The latest fiasco is the recent revelation that Sony’s Blu-ray player for the PC will not have the ability to play HD movies on the PC. This is to protect the interests of the movie makers somehow. Are they kidding us?
At least Dvorak gets the explanation for Sony’s failures right:
The true beginning of the end for Sony actually started in 1988, when it paid $2 billion for CBS Records and in the next year bought Columbia and Tri-Star pictures. Instead of being an innovative electronics company, Sony got into the content business. Worse, it got into that business during the beginnings of the digital revolution, when content would be cheapened in true value by virtue of the fact that it could be easily turned into bits and sent around networks by the public.

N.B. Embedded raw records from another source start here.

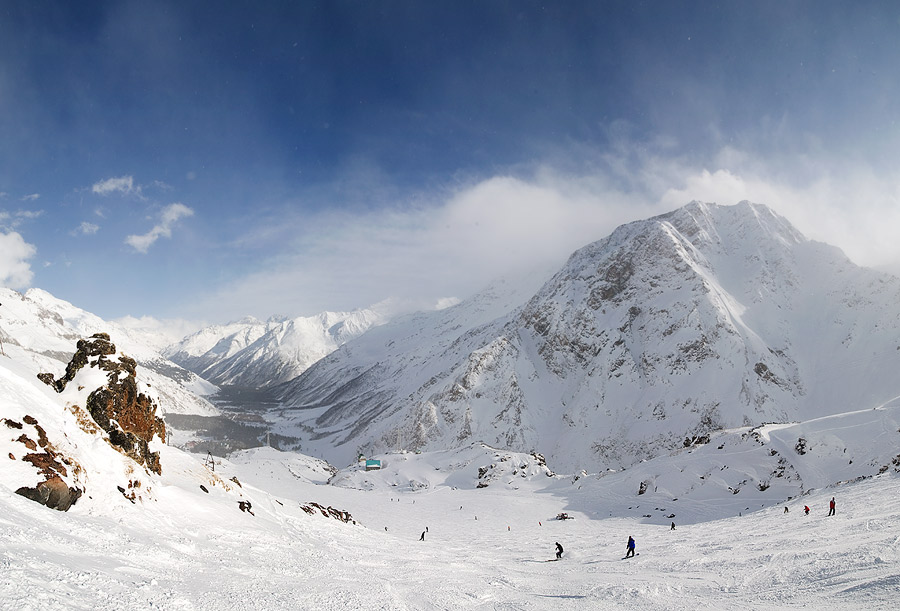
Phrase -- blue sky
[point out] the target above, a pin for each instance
(207, 160)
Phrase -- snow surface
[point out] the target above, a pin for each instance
(179, 547)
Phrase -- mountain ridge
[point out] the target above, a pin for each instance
(705, 318)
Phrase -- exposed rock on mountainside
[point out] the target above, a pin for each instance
(119, 408)
(705, 318)
(52, 465)
(40, 331)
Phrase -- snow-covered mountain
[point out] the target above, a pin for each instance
(258, 354)
(41, 331)
(707, 318)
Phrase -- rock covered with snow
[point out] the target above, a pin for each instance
(126, 414)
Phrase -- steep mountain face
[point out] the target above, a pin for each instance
(260, 354)
(706, 318)
(41, 331)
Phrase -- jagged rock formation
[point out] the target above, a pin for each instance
(328, 512)
(52, 465)
(119, 408)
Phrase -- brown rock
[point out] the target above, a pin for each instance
(127, 415)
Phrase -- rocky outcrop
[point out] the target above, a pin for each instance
(119, 408)
(53, 492)
(329, 512)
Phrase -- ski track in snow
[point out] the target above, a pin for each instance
(208, 555)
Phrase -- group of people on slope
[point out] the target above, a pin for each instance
(806, 508)
(629, 549)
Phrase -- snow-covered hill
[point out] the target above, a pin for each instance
(707, 318)
(257, 354)
(40, 331)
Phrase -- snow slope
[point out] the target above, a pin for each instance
(258, 354)
(707, 318)
(182, 541)
(40, 332)
(190, 550)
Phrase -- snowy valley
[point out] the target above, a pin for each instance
(694, 381)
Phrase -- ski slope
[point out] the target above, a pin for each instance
(484, 549)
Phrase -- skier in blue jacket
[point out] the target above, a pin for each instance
(630, 552)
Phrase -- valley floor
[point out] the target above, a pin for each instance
(484, 549)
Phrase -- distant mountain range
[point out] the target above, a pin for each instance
(707, 318)
(673, 328)
(39, 333)
(257, 354)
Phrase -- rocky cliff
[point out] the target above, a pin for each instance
(120, 409)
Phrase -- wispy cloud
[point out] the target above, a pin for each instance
(86, 229)
(11, 221)
(15, 271)
(455, 244)
(124, 185)
(170, 215)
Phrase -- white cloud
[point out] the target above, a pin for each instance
(453, 246)
(163, 229)
(124, 185)
(86, 229)
(15, 271)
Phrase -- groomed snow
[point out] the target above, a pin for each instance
(182, 548)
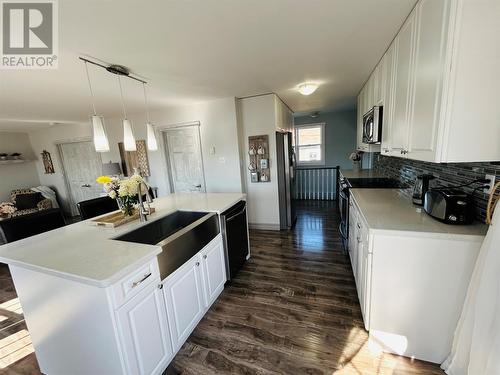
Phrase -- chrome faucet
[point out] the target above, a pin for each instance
(143, 212)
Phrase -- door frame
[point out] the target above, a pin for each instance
(161, 132)
(58, 145)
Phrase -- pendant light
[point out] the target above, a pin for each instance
(151, 137)
(128, 133)
(101, 142)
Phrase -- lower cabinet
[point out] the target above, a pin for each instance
(192, 289)
(155, 323)
(185, 300)
(143, 325)
(214, 271)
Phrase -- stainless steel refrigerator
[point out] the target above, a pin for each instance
(286, 179)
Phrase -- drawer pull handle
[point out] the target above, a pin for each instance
(136, 283)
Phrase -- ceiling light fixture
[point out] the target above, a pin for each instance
(101, 142)
(307, 88)
(128, 132)
(151, 137)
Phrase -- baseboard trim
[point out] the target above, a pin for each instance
(260, 226)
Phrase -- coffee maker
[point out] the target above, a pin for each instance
(420, 188)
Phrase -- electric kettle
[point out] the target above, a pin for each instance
(420, 188)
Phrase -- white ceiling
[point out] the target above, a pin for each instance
(195, 50)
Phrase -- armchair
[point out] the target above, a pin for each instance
(44, 204)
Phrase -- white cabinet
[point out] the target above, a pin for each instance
(411, 285)
(428, 74)
(442, 98)
(400, 123)
(143, 326)
(360, 257)
(214, 271)
(387, 77)
(185, 300)
(191, 290)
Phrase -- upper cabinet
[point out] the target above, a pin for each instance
(404, 49)
(439, 81)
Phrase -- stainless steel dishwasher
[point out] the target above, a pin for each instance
(235, 235)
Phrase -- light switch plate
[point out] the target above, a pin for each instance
(490, 177)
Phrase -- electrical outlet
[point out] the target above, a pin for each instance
(490, 177)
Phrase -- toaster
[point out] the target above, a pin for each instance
(451, 206)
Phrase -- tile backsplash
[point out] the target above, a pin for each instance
(447, 174)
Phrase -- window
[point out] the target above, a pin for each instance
(309, 144)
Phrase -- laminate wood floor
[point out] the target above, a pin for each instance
(292, 309)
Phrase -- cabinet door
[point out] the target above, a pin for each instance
(143, 325)
(369, 93)
(429, 61)
(361, 112)
(185, 301)
(387, 76)
(378, 85)
(214, 271)
(353, 250)
(400, 123)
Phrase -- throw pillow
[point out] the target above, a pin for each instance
(28, 201)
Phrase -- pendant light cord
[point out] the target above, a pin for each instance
(90, 87)
(121, 95)
(146, 102)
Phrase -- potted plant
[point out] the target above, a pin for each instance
(124, 191)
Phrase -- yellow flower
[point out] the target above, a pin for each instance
(103, 179)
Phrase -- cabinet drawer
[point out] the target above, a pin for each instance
(136, 281)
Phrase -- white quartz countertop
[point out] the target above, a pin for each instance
(392, 210)
(87, 253)
(362, 173)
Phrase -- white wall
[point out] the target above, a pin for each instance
(218, 129)
(15, 176)
(258, 117)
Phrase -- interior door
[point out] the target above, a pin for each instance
(184, 159)
(82, 165)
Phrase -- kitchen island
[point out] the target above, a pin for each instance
(94, 304)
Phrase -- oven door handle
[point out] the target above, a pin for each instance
(342, 234)
(343, 196)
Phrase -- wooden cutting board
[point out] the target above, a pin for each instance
(115, 219)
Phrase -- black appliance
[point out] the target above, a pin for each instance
(420, 188)
(235, 236)
(372, 125)
(358, 183)
(451, 206)
(285, 162)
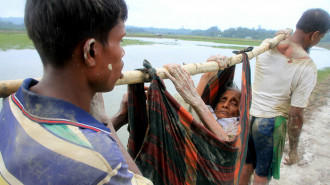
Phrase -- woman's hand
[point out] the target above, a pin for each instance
(183, 83)
(221, 60)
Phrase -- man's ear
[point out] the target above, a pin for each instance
(89, 53)
(315, 35)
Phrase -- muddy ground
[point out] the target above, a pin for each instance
(314, 145)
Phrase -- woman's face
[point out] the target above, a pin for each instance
(228, 105)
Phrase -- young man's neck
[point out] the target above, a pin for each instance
(66, 84)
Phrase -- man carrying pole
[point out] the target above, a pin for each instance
(284, 79)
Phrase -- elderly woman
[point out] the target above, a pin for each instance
(47, 131)
(223, 121)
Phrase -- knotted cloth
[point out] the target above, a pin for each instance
(171, 147)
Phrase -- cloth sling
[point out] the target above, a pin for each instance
(171, 147)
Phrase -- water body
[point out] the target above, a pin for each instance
(20, 64)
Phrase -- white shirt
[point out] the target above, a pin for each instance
(280, 82)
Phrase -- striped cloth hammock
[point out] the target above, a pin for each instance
(171, 147)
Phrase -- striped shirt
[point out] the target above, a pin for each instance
(44, 140)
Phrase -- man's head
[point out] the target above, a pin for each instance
(229, 102)
(56, 27)
(315, 23)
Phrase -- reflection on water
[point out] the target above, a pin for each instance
(20, 64)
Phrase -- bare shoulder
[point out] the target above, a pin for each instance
(292, 50)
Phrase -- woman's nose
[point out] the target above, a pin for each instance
(225, 104)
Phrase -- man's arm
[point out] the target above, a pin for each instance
(185, 87)
(295, 123)
(207, 76)
(114, 123)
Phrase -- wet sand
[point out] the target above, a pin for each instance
(314, 145)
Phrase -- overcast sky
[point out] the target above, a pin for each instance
(203, 14)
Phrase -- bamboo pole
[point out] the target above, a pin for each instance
(132, 77)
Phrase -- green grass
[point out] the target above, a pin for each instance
(127, 42)
(323, 74)
(234, 41)
(20, 40)
(17, 40)
(226, 47)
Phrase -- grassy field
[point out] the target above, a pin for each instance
(20, 40)
(235, 41)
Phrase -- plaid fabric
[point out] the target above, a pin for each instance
(175, 148)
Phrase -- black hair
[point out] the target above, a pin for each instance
(314, 20)
(56, 27)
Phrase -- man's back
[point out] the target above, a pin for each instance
(281, 81)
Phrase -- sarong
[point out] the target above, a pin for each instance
(171, 147)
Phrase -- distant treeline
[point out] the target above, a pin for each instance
(16, 24)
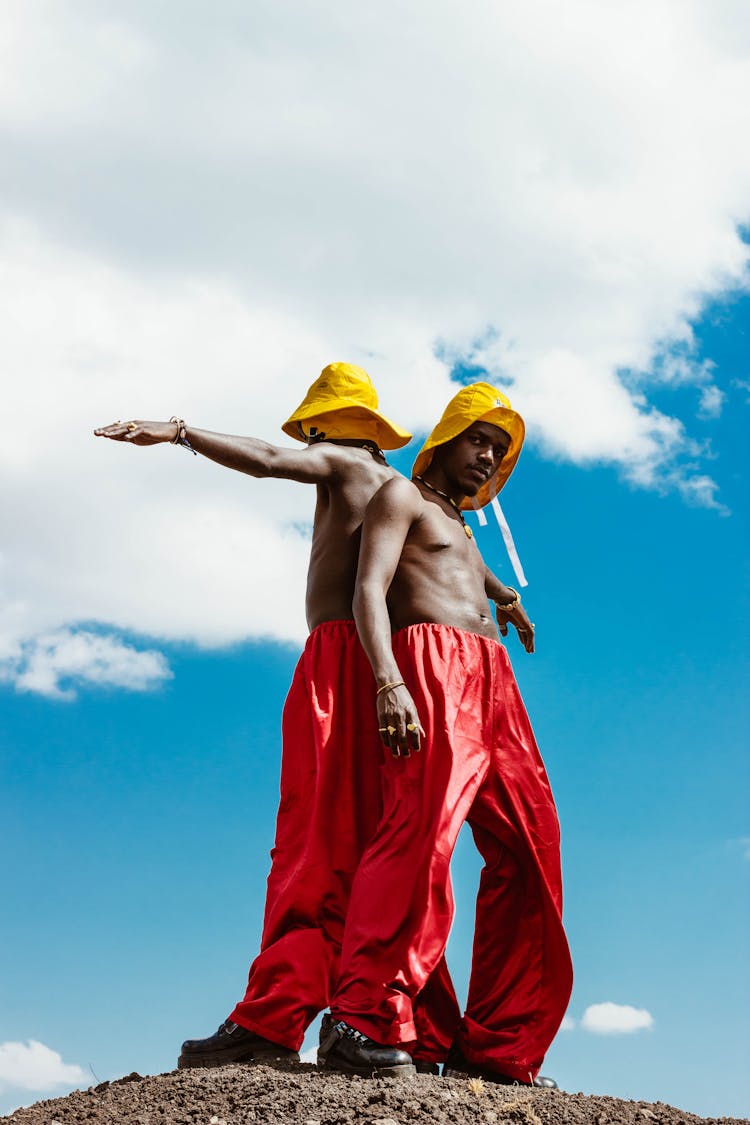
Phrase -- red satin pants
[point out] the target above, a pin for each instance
(479, 763)
(331, 804)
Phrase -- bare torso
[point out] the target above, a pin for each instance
(336, 533)
(440, 576)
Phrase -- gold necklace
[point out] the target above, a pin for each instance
(450, 500)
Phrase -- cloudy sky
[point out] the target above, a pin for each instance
(200, 206)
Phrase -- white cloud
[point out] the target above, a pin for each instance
(33, 1065)
(712, 401)
(52, 664)
(608, 1018)
(199, 212)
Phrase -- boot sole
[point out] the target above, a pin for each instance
(205, 1061)
(406, 1070)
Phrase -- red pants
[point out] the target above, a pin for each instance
(479, 763)
(331, 806)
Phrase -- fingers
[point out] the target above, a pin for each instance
(526, 636)
(118, 431)
(398, 726)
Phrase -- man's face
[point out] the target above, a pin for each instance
(473, 458)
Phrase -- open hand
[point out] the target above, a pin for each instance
(398, 722)
(138, 433)
(520, 621)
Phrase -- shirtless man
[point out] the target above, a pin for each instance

So did Sony want to be the company making the devices to do this digital thing? Or was it more interested in the content that it needed to protect from the reality of a digital world? In this way, Sony created a conflict of interest between its future as an electronics innovator and its association with an old business that would be threatened by the digital landscape.
Of course, Sony could have led the way into new business models that might have revolutionized the movie and record businesses, but it didn’t. Instead it adopted a conservative ideology that would not serve its innovative soul in any way. In fact, the company obviously killed whatever innovative soul it had. And now Sony languishes while exhibiting an odd, inexplicable arrogance that cocoons everything it does and every decision it makes. It’s a shame.